Здесь уместно рассмотреть и нередкие случаи расправы над властителями и их приближенными. Когда ростовчане закалывали князя Андрея Юрьевича Боголюбского, киевляне растерзали князя Игоря Ольговича Черниговского, когда царь Иван Грозный казнил держателей русских земель достойнейших бояр, английский парламент и французский конвент обезглавили своих несчастных королей, когда большевики уничтожили царскую семью, а Джугашвили поставил к стенке преданных ему соратников, убийцы действовали не просто в гневном раже, не только из расчета, мести, по-своему понимаемой ими справедливости — они, сдается нам, знали или чувствовали, что для чего-то это нужно народу.

Припомним и древнейший обычай убиения правителей и жрецов после истечения определенного срока их служения (с этого, в частности, начинается «Золотая ветвь» Фрейзера).
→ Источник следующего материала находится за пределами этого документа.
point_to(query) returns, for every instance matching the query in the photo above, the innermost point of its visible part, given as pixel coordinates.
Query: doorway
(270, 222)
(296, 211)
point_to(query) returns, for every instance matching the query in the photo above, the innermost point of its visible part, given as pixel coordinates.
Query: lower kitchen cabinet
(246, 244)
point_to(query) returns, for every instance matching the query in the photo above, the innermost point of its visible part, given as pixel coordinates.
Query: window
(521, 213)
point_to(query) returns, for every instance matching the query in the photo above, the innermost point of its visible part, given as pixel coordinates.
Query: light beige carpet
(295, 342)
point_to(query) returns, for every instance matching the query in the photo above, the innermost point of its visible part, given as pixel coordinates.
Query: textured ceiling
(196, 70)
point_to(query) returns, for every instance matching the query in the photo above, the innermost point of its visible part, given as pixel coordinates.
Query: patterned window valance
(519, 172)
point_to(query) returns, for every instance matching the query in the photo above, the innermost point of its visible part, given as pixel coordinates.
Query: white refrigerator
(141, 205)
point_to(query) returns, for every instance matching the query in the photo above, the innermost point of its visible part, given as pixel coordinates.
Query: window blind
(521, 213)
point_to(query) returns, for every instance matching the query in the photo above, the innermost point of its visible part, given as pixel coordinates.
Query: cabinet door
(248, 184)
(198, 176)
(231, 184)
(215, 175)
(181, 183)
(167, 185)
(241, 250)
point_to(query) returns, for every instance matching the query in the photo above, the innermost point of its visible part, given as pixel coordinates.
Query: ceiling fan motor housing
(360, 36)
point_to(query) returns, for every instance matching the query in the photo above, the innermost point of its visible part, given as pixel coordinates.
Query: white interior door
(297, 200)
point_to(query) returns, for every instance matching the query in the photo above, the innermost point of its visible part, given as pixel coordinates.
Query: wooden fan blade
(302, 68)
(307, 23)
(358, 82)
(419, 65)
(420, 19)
Тому ныне стараются дать рациональное объяснение: властвующих меняли потому, что они со временем теряли магическую силу (а поскольку древность не знала, что такое «отправить в отставку» — оставалось только убить); что же до эпизодов такого рода в более поздней истории, то их обычно объясняют конкретными обстоятельствами. Но есть и другое. Приятно отождествиться с властителем — взлететь на его высоту, но не менее приятно отождествиться с тем, кто его сокрушит; может и не всегда так бывает, но все же бывает. А вот еще такой момент: отождествившийся с властителем рядовой человек в случае смерти властителя как бы умирает вместе с ним, хотя символически, частично, временно, — но разве пракультурное влечение к смерти, пусть и подсознательное, колеблющееся, не свойственно людям? — а удовлетворение всякого глубинного влечения приносит немало положительных эмоций. На них работает и символичность умирания, невсамделишность его, — что окрашивает переживание «смерти» своего рода очищением, сродни жертвоприношению (известно, что аналогичный эффект используется в драматургии и литературе, благодаря отождествлению читателя/зрителя с погибающим героическим персонажем).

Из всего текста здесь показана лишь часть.